De l’avis des observateurs de la scène politique congolaise, le vieux Tshikas serait pris en otage par une petite caste d’aigris. Ces gens sans popularité ni assise politique qui se rangent derrière l’honorable Lisanga Bonganga semblent ne pas voir devant eux la mesure des enjeux électoraux. Tout ce qui les intéresse, c’est la place qu’ils pensent se tailler au soleil. Question de réclamer, dans un avenir proche, le statut de combattants de la première heure. Quand bien-même, le poids politique de la plupart d’entre eux ne rassure personne. Peut-être que les foules collectives associées aux curieux que leur candidat avait drainées lors de son récent retour au pays serait l’unique indicateur de leur rêve de succès. Sans compter avec l’absence, parmi eux, des poids lourds représentant chacun des grands espaces culturels autres que celui d’acquis à Etienne Tshisekedi.
En répondre à ce que d’aucun qualifierait d’imposture politique, plusieurs plates-formes politiques ont vu le jour au sein de l’opposition politique congolaise. Le Mouvement de libération du Congo (Mlc) de Jean-Pierre Bemba, l’Union pour la nation congolaise (Unc) de Vital Kamereh, l’Union des forces pour le changement (Ufc) de Léon Lubicz Kengo wa Dondo, l’Union pour la construction du Congo (Urec) et autres partis et personnalités politiques ont, à cette effet, crée une troisième voix.
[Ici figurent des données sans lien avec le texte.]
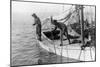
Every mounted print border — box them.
[10,0,96,67]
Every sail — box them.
[42,5,79,36]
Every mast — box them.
[80,5,85,48]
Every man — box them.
[32,13,41,41]
[51,17,71,46]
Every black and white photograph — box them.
[10,0,96,66]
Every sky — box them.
[12,1,95,21]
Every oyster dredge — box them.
[32,5,95,63]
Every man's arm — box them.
[33,19,37,26]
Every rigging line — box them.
[90,47,93,60]
[51,16,57,62]
[60,30,63,63]
[66,45,69,61]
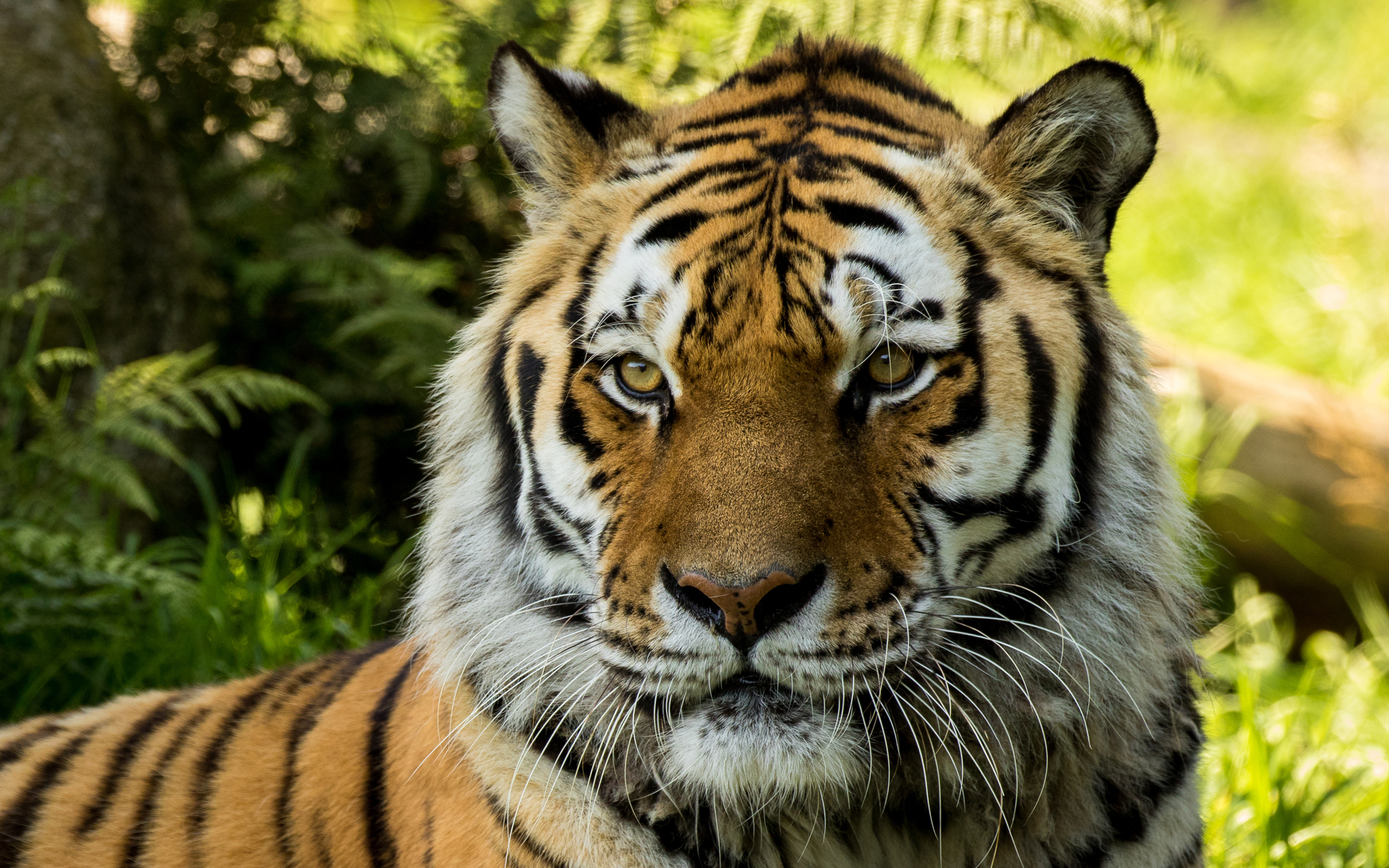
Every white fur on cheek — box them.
[664,693,868,808]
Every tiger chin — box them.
[0,39,1203,868]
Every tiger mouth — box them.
[704,672,794,701]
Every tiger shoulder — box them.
[0,39,1203,868]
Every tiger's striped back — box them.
[0,643,586,868]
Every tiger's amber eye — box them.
[868,344,915,386]
[617,353,666,393]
Le Cadre de concertation de l’opposition (Cco) réunie, en son sein, certaines de locomotives de presque toutes les communautés culturelles de la Rdc. Chacun, en ce qui le concerne, ambitionne créer une surprise vis-à-vis de la machine électorale que devra dérouler la majorité au pouvoir. Même si, de toute évidence, toutes les personnalités qui constituent cette plate forme ne sont que, dans la plupart de cas, de pièces de rechange ou équivalentes à d’autres qui roulent pour le Président joseph Kabila. Ainsi, comptent-elles, au cas où Joseph Kabila l’emporterait à la magistrature suprême, imposer une cohabitation avec leur trop plein d’élus au parlement. Ce qui expliquerait la non-précipitation au choix du candidat présidentiable. Calcul qui semble s’avérer plausible, au regard de la carte telle qu’elle se dessine actuellement sur l’espace politique congolais.
La mobilisation autours du sénateur Florentin Mokonda Bonza qui préside l’initiative pour un Congo Nouveau (Icn) et de l’honorable François Mwamba Tshishimbi au sein de l’Alliance pour le développement et la République (Adr) est également non négligeable. Ces deux plateformes regorgent, en leurs seins, des acteurs politiques de taille. Leurs assises politiques et carnets d’adresses à l’échelle internationale portent à croire qu’ils peuvent faire mouche lors des échéances prochaines. Reste à savoir si, au bout du compte, ils devront se positionner par rapport à la présidentielle en désignant leurs propres candidats ou en se ralliant aux autres. Seulement, en ayant à l’esprit, l’idée qu’il ne sera pas facile pour quiconque de faire face au Président Kabila, si les divergences continuaient à faire parler d’elles parmi les opposant congolais.